Although they love their home, they hope to make a fresh start elsewhere because their only child, Kenny, committed suicide in their home. Kenny, a veteran of the Korean War, returned from the war mentally unstable because he had to obey the orders of his senior officers to kill innocent men, women and children.

As the couple packs up, their friend Karl (a riveting Scott Reardon) tells them in a long, winding way that they have—apparently unknowingly—sold their house to a Negro family, not something right in that neighborhood at the time.

Act 2 is set in the same house, now in the midst of a remodel with new paint on some walls, a cool white brick fireplace on one side, and a modern front door. Clybourne Park is now an all-black neighborhood but is slowly undergoing gentrification. A white couple (Reardon and Caitlin Gjerdrum) wants to buy, raze and rebuild the house, but are forced to negotiate local regulations with a black couple (Anju Hyppolite and Ron Chapman) who represent the housing council. The encounter goes horribly wrong when Reardon’s character is prompted to tell a racist, homophobic joke.

It’s unclear why director Boughton decided to have the house renovated in Act 2, rather than having graffiti on the walls and random holes punched through the drywall as the playwright intended.

Furthermore, Eric Olson’s scenic design is nicely done, Pam Lampkin’s costumes are appropriate for the two different time frames, and Ed Hunter’s lighting and Jules Indelicato’s sound all work well.

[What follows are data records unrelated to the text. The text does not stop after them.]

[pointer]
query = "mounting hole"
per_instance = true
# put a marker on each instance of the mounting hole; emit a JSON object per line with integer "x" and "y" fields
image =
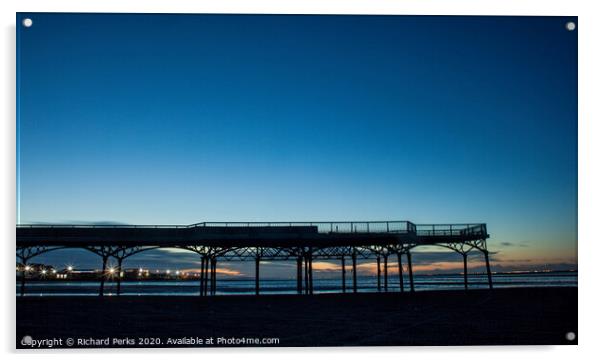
{"x": 570, "y": 26}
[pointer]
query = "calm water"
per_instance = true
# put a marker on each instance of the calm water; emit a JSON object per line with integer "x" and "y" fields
{"x": 247, "y": 286}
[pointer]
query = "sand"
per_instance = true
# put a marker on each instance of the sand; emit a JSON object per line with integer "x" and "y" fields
{"x": 476, "y": 317}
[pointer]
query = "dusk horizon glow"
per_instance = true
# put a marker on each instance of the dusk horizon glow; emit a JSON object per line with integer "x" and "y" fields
{"x": 177, "y": 119}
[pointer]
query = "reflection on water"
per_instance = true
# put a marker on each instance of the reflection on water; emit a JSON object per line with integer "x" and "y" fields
{"x": 247, "y": 286}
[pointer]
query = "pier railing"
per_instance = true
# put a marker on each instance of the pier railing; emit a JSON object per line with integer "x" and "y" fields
{"x": 451, "y": 229}
{"x": 397, "y": 227}
{"x": 324, "y": 227}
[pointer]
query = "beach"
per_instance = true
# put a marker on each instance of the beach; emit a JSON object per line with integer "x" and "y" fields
{"x": 526, "y": 316}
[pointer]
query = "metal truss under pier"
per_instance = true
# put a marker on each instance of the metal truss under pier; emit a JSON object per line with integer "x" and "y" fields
{"x": 303, "y": 242}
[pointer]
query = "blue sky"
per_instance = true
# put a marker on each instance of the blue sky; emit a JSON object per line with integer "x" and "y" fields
{"x": 163, "y": 119}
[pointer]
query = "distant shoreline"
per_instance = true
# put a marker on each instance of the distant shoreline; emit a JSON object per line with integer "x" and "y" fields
{"x": 316, "y": 276}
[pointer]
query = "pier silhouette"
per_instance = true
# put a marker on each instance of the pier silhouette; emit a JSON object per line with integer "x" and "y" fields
{"x": 303, "y": 242}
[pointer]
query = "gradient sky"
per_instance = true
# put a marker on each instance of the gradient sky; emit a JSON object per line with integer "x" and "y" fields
{"x": 176, "y": 119}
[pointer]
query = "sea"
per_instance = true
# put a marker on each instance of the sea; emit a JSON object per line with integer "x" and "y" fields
{"x": 289, "y": 286}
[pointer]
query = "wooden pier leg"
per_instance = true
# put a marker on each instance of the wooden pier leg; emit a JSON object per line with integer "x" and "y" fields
{"x": 465, "y": 258}
{"x": 486, "y": 252}
{"x": 386, "y": 272}
{"x": 207, "y": 271}
{"x": 101, "y": 292}
{"x": 119, "y": 263}
{"x": 410, "y": 271}
{"x": 23, "y": 276}
{"x": 202, "y": 277}
{"x": 343, "y": 273}
{"x": 400, "y": 267}
{"x": 299, "y": 275}
{"x": 306, "y": 267}
{"x": 214, "y": 276}
{"x": 311, "y": 273}
{"x": 378, "y": 273}
{"x": 354, "y": 261}
{"x": 257, "y": 260}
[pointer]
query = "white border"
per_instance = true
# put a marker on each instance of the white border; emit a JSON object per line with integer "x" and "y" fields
{"x": 589, "y": 161}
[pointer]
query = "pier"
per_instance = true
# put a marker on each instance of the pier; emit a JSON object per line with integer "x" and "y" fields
{"x": 304, "y": 242}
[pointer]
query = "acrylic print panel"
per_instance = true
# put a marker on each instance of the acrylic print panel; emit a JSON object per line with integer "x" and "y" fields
{"x": 288, "y": 180}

As difficult as the subject is, it is as relevant today as it was when Norris wrote it. And it’s just as applicable to the San Francisco peninsula as it is to southern Chicago.

“Clybourne Park” runs Thursday through Saturday at 8pm and Sunday at 2pm through October 30 at Hillbarn Theater, 1285 E Hillsdale Blvd., Foster City. Tickets are $32-$60 at www.hillbarntheater.org or 650-349-6411, ext. 2.